Diagnosis of a UTI in women under 65 can be made with increased likelihood when two or more key urinary symptoms are present, although no single symptom or combination of symptoms is completely reliable. Women who present with two or more key symptoms should not require a dipstick test.
Professionals should exclude any other causes of urinary symptoms and consider warning signs of other conditions such as sepsis and cancer when diagnosing a UTI.
The new quality standard includes five statements and replaces an earlier quality standard published in 2015. They are:
- Women aged under 65 years are diagnosed with a UTI if they have 2 or more key urinary symptoms and no other excluding causes or warning signs.
- Adults with indwelling urinary catheters do not have dipstick testing to diagnose UTIs.
- Men and non-pregnant women are not prescribed antibiotics to treat asymptomatic bacteriuria.
- Non-pregnant women with an uncomplicated lower UTI are prescribed a 3-day course of antibiotics, and men and pregnant women with an uncomplicated lower UTI are prescribed a 7‑day course of antibiotics.
- Men with a recurrent UTI, and women with a recurrent lower UTI where the cause is unknown or a recurrent upper UTI are referred for specialist advice
Women have a shorter urethra than men.

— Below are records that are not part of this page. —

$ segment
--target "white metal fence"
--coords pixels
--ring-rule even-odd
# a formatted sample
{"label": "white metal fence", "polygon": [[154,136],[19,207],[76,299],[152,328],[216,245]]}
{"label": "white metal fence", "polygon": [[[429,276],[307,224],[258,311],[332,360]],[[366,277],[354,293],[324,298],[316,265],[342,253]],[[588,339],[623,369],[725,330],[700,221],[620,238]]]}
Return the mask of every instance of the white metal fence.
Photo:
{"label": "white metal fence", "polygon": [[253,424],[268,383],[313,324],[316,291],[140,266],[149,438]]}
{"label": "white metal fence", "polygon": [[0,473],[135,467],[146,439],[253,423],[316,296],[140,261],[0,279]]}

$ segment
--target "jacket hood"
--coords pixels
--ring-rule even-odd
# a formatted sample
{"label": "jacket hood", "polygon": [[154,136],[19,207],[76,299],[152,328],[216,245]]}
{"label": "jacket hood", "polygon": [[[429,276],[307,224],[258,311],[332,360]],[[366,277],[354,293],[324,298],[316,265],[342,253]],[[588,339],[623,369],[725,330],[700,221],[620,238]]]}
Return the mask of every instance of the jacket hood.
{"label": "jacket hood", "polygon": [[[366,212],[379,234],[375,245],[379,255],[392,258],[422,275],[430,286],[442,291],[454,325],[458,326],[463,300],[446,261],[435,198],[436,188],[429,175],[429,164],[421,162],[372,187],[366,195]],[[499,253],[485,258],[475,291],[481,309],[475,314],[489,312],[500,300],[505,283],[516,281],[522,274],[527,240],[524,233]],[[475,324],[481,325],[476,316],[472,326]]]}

This means that bacteria are more likely to reach the bladder or kidneys and cause an infection. The management of urinary tract infection in trans people will need to take account of any gender reassignment surgery and whether there has been structural alteration of the person’s urethra.
Dr Paul Chrisp, director of Centre for Guidelines at NICE said: “UTIs are a common occurrence, but they can cause people a great amount of discomfort and pain. For people with recurrent UTIs this can lead to a reduction in their quality of life.
“This quality standard sets out useful and usable guidance for health professionals to improve the diagnosis and management of UTIs in both women and men while also setting a clear treatment pathway for people with a recurrent UTI who are at higher risk of complications.
“The standard will also help ensure that people are not misdiagnosed. By setting out clear methods for the diagnosis of UTIs, it will help limit the prescription of unnecessary antibiotics which may increase anti-microbial resistance to certain treatments.”
The new quality standard also says the prevalence and frequency of UTI’s should be measured accordingly:
- The number of episodes of a suspected UTI should be recorded in the patient’s records.
- Recurrent UTIs should be recorded in the patient’s records.